On-Device AI on Apple Platforms: Core ML, Apple Foundation Models, and the Neural Engine in 2026
The Apple Neural Engine changes the constraint for mobile AI. Inference that would take 400ms over a network API completes in under 10ms on-device. This guide covers the full stack: Core ML, Apple Foundation Models, battery-aware scheduling, privacy architecture, and when cloud AI is the wrong choice.
The structural shift toward on-device inference
Cloud inference has a latency floor that no amount of infrastructure optimization can eliminate. A round-trip to a remote model adds 200–800ms, requires an active network connection, and sends user data off the device. In consumer apps, that latency is noticeable. In low-connectivity environments, it is a hard failure mode.
The Apple Neural Engine changes the constraint. Modern Apple Silicon — A17 Pro, M4, and their successors — includes a dedicated neural processing unit capable of running billions of operations per second at a fraction of the power draw of the CPU or GPU. Inference that would take 400ms over a network API completes in under 10ms on-device.

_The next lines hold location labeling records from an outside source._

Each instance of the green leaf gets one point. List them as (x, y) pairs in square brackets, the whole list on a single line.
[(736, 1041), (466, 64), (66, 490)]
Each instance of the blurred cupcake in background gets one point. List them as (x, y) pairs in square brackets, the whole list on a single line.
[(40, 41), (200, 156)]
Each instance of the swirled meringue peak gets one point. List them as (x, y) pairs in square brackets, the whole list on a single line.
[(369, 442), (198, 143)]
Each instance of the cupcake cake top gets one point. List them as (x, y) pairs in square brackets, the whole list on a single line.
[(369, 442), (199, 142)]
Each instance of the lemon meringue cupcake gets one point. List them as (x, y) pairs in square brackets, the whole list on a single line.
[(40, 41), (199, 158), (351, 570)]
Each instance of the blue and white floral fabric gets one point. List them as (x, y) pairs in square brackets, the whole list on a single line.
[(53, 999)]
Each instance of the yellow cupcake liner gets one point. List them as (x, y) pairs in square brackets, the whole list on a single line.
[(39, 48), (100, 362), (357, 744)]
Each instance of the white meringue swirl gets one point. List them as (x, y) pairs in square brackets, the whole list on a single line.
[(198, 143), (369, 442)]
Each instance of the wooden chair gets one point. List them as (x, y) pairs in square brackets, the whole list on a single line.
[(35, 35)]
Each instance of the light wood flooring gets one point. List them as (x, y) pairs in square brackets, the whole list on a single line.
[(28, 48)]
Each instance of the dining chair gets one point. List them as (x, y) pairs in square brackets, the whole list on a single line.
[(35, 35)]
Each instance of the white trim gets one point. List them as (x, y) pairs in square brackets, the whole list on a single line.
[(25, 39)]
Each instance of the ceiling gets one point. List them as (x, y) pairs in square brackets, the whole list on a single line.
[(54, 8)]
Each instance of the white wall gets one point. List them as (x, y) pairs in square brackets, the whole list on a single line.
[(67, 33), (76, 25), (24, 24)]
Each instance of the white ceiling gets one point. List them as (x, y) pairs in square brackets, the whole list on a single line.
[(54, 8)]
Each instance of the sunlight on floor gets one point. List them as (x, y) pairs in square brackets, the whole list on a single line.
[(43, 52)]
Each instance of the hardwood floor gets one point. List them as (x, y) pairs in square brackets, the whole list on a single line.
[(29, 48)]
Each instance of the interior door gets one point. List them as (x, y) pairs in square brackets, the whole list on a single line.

That is not a marginal improvement. It is a different category of experience.
The Apple Neural Engine: what it is and what it does
The Neural Engine is a dedicated hardware block inside Apple Silicon, separate from the CPU and GPU. Its job is matrix multiplication — the core operation behind neural network inference — and it does that job with far higher throughput and far lower energy consumption than either general-purpose compute unit.
On A17 Pro and later chips, the Neural Engine delivers up to 35 TOPS (tera-operations per second). The M4 pushes that further. These numbers matter because model complexity is measured in operations — a larger, more capable model requires more operations per inference pass.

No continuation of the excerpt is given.